La loi relative à la protection du climat répond à la nécessité constatée par le législateur de renforcer les efforts en cette matière et vise à assurer une protection contre les effets du changement climatique planétaire (§ 1, 1re phrase KSG). Selon son § 1, 3e phrase, la loi se fonde d’une part sur l’obligation, découlant de l’accord de Paris entré en vigueur le 4 novembre 2016, selon laquelle l’augmentation de la température moyenne de la planète doit être contenue nettement en dessous de 2 °C par rapport aux niveaux préindustriels, et de préférence en dessous de 1,5 °C, et d’autre part sur l’engagement de la République fédérale d’Allemagne de viser d’ici 2050 la neutralité en matière de gaz à effet de serre en tant qu’objectif à long terme. Selon le § 3, alinéa 1 KSG, les émissions de gaz à effet de serre devront être réduites progressivement d’ici l’année 2030 d’au moins 55 % par rapport au niveau de 1990. Le § 4, alinéa 1, 3e phrase KSG combiné à l’annexe n2 fixe pour différents secteurs les volumes d’émissions annuelles correspondant aux taux de réduction des émissions d’ici 2030. La loi ne contient pas de dispositions relatives à la période postérieure à l’année 2030. Le § 4, alinéa 6 KSG prévoit qu’il appartiendra au gouvernement fédéral, en 2025, de fixer par décret pour de nouvelles périodes à compter de 2030 des volumes d’émissions décroissant annuellement.

Dans leurs recours constitutionnels, les requérants soutiennent notamment qu’avec le § 3, alinéa 1 et le § 4, alinéa 1, 3e phrase KSG combiné à l’annexe no 2, l’État n’aurait pas adopté de dispositions suffisantes pour une réduction rapide des gaz à effet de serre, en particulier de dioxyde de carbone (CO2), lesquelles seraient pourtant nécessaires pour contenir la température en dessous de 1,5 °C ou du moins nettement en deçà de 2 °C. Selon les requérants, cette nécessité découle du fait qu’en cas d’une augmentation de plus de 1,5 °C, la vie de millions d’êtres humains se trouverait menacée et qu’il y aurait le risque que des points de basculement soient franchis, ce qui entraînerait des conséquences imprévisibles pour le système climatique.
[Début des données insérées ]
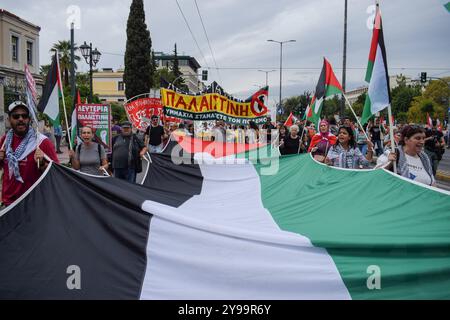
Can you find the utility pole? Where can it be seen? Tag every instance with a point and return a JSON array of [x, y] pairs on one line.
[[344, 67], [72, 60]]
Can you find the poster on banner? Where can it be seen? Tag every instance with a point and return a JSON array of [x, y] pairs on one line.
[[216, 106], [98, 117], [140, 112]]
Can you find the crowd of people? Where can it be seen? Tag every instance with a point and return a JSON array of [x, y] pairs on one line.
[[25, 153]]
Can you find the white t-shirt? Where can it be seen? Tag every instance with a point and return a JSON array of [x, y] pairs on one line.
[[416, 170]]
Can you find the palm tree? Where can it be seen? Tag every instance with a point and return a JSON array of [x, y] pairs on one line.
[[63, 48]]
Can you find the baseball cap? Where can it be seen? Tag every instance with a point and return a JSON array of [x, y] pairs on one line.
[[16, 104], [126, 124]]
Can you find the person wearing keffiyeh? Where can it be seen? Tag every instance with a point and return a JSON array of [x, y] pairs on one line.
[[21, 151]]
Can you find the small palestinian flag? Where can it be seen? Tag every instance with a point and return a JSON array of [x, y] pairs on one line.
[[378, 96], [49, 103], [328, 85], [290, 120]]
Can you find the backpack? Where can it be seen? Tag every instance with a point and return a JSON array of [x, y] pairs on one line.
[[78, 150]]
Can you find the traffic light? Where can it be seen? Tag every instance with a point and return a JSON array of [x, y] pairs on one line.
[[205, 75], [423, 77]]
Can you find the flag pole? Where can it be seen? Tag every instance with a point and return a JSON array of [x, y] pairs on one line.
[[391, 134], [354, 114], [64, 102]]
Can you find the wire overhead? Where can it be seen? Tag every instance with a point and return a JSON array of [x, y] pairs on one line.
[[192, 34], [207, 39]]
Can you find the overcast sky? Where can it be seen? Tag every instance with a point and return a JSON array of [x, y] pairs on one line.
[[416, 35]]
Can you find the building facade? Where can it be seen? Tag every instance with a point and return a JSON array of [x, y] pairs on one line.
[[110, 87], [19, 46]]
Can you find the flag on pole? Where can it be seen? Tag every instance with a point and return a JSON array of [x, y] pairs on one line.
[[378, 96], [308, 113], [290, 120], [49, 103], [74, 123], [328, 85], [429, 121], [31, 92]]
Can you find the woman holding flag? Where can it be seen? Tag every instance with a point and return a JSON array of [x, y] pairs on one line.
[[322, 141]]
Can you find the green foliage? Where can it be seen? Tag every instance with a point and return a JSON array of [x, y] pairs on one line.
[[179, 83], [63, 48], [421, 106], [118, 112], [438, 91], [402, 96], [138, 55], [297, 104]]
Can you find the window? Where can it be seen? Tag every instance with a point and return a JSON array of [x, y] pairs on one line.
[[15, 48], [30, 53]]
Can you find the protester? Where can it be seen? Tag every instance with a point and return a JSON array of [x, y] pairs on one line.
[[376, 131], [345, 154], [291, 144], [22, 154], [89, 157], [127, 153], [116, 129], [268, 126], [154, 136], [322, 141], [434, 145], [412, 162], [58, 136], [219, 133], [252, 133]]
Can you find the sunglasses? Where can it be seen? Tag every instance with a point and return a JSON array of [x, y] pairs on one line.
[[17, 116]]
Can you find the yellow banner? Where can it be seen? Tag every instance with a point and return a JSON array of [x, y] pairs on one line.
[[213, 106]]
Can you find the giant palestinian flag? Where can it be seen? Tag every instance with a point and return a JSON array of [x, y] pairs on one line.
[[328, 85], [378, 96], [216, 105], [206, 226], [49, 103]]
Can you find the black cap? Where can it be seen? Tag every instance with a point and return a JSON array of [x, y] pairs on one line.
[[126, 124]]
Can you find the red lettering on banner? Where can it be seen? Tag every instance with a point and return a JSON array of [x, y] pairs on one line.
[[193, 104], [204, 104], [222, 105], [243, 110], [181, 102], [170, 98]]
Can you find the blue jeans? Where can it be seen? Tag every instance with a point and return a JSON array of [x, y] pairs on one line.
[[363, 148], [155, 149], [379, 147], [125, 174]]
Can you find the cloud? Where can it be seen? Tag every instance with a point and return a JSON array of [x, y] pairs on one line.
[[415, 33]]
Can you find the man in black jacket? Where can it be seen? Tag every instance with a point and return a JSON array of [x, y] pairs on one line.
[[127, 153]]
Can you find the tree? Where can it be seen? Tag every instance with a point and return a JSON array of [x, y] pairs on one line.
[[438, 91], [403, 95], [63, 48], [179, 83], [421, 106], [138, 55], [358, 106]]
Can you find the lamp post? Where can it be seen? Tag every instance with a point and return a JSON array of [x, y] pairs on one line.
[[92, 57], [281, 61], [267, 75]]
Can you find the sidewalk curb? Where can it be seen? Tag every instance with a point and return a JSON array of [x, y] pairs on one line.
[[442, 175]]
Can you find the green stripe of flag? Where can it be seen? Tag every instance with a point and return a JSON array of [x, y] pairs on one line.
[[391, 226]]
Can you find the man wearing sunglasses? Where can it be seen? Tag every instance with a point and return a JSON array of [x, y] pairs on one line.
[[22, 151]]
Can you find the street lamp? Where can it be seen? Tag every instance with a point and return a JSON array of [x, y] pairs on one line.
[[92, 57], [267, 75], [281, 60]]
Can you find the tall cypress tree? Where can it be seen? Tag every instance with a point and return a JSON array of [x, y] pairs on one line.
[[179, 83], [138, 76]]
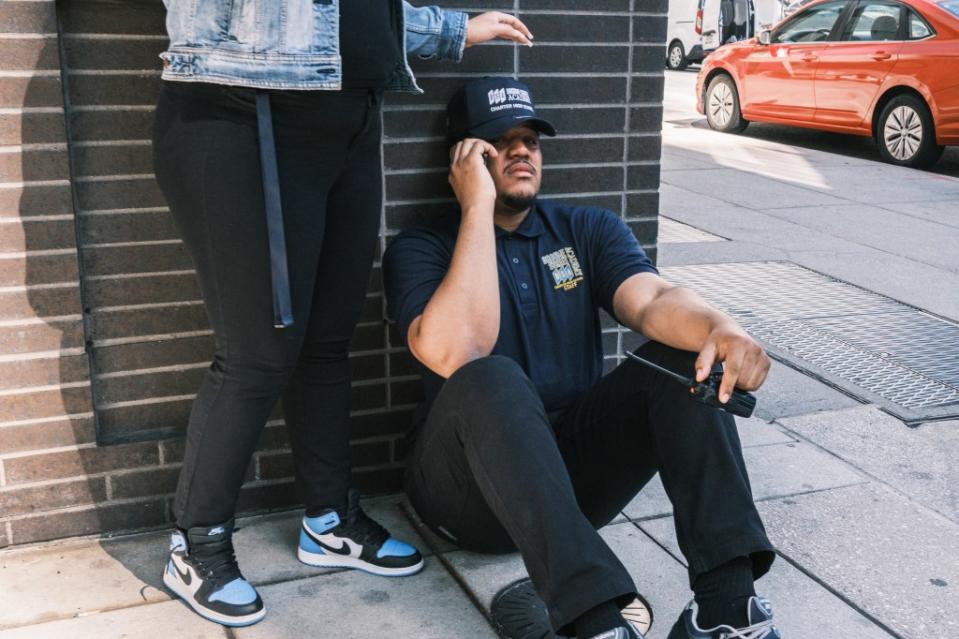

Ils affirment que la réduction des émissions de CO2 prévue par la loi relative à la lutte contre le changement climatique ne permet pas de respecter le « budget résiduel de CO2 » correspondant au seuil des 1,5 °C d’augmentation de la température. Les requérants, dont certains vivent au Népal et au Bangladesh, fondent leurs recours constitutionnels en particulier sur les devoirs de protection de l’État découlant des droits fondamentaux et tirés de l’article 2, alinéa 2, 1re phrase LF et de l’article 14, alinéa 1 LF ainsi que sur deux droits fondamentaux qu’ils veulent déceler dans l’article 2, alinéa 1 LF combiné à l’article 20a LF et dans l’article 2, alinéa 1 LF combiné à l’article 1, alinéa 1, 1re phrase LF, et qui consacreraient respectivement un droit à un avenir digne et un droit à un minimum vital environnemental (ökologisches Existenzminimum). En ce qui concerne les charges futures imposées par des obligations de réduction des émissions postérieurement à 2030 – des charges que les requérants qualifient de « freinage complet » – les requérants invoquent leurs libertés de manière générale.

Essentiel du raisonnement du premier sénat :

Les recours constitutionnels connaissent un succès partiel.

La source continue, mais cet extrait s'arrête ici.